Avant Immunotherapeutics (Needham, Massachusetts) reported another batch of preliminary Phase II data proving that its lead complement inhibitor, TP10, failed to work in females undergoing high-risk cardiopulmonary bypass surgery, and the company said it will focus on males instead - in whom the drug has demonstrated strong Phase II efficacy.

The company also said that GlaxoSmithKline (London), its worldwide partner for commercializing the Rotarix rotavirus vaccine, won approval in the European Union for use of the vaccine in preventing gastroenteritis caused by the bug in children.

Avant is due $40 million from GlaxoSmithKline when the drug is launched.

Una Ryan, president and CEO, told investors during a conference call that both events are positive, since the confirmatory Phase II outcome allows the firm to "aggressively partner the TP10 program for a males-only indication," whereas earlier data proved less clear.

The latest TP10 study screened 309 female patients, with 297 patients randomized to get either a 5 mg/kg dose or placebo as a 30-minute intravenous infusion. They were followed for 28 days after surgery. The primary efficacy endpoint of the study was the comparison of TP10 treated patients vs. placebo in the composite incidence of death and myocardial infarction (heart attack).

Although the outcome failed to reach statistical significance in the intent-to-treat population, TP10 proved well tolerated with no apparent differences in the safety profiles of the treatment groups.

After an earlier Phase II trial yielded an insufficient outcome in women, Avant met with the FDA regarding a possible males-only study, Ryan said, but "at that time, we had a very small number of women, and the result we got, could have been a fluke based on insufficient numbers. You have to do these [confirmatory] trials," though investors may lose patience.

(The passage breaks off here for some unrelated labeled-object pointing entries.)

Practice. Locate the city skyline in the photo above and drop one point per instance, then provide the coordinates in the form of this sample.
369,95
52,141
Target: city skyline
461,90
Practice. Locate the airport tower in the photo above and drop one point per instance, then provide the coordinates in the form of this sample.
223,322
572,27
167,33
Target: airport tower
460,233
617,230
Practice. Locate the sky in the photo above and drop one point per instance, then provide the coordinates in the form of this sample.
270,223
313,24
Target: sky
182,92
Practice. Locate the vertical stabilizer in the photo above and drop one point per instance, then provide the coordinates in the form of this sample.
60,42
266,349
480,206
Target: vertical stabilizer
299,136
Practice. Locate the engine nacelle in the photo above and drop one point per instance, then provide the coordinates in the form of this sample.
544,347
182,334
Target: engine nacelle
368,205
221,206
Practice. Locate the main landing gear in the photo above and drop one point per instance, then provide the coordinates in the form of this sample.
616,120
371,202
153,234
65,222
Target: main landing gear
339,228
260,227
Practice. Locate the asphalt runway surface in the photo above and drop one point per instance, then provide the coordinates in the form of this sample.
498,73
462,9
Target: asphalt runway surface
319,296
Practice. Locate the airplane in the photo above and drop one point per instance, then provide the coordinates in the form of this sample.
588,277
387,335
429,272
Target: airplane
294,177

"Nobody wanted to wait for all the safety trials that had to be done with Rotarix [either]," Ryan added, but even regulators were not convinced by the first bad findings in women. "In fact, the FDA said, 'Don't give up on females [yet],'" she recalled.

With the most recent Phase II results, the picture has changed. Full data from the trial will be offered at a scientific session, Ryan said, and the November meeting of the American Heart Association (Dallas) is a logical choice, though "we will leave that to the cardiac surgeons who enrolled those patients."

Meanwhile, Avant will be looking for a TP10 partner. "Clearly, there are [potential] partners who are good at making protein drugs like this," Ryan said. Lonza Biologics , a unit of Lonza Group Ltd. (Basel, Switzerland), is making TP10 now, through a process developed with Avant - which will "very likely continue with Lonza" for that service, especially if the chosen partner lacks manufacturing capability.

Asked by an analyst about the precedent for a gender-specific trial in heart patients, Ryan cited "plenty of evidence" showing differences between males and females in clinical response to various drugs, and noted differences found between races too.

Although she did not cite the example, BiDil, a heart-failure treatment from NitroMed (Lexington, Massachusetts), directed at black patients, won FDA approval last June. The compound is a fixed-dose combination of the generic drugs isosorbide dinitrate and hydralazine.

To many, however, the TP10 news might be more likely to recall last November's word from Alexion Pharmaceuticals (Cheshire, Connecticut), which said its monoclonal antibody fragment aimed at inhibiting complement-mediated tissue damage failed to hit statistical signficance in the Phase III trial's primary endpoint - nonfatal heart attack or death through 30 days after coronary artery bypass graft surgery, in moderate to high-risk patients.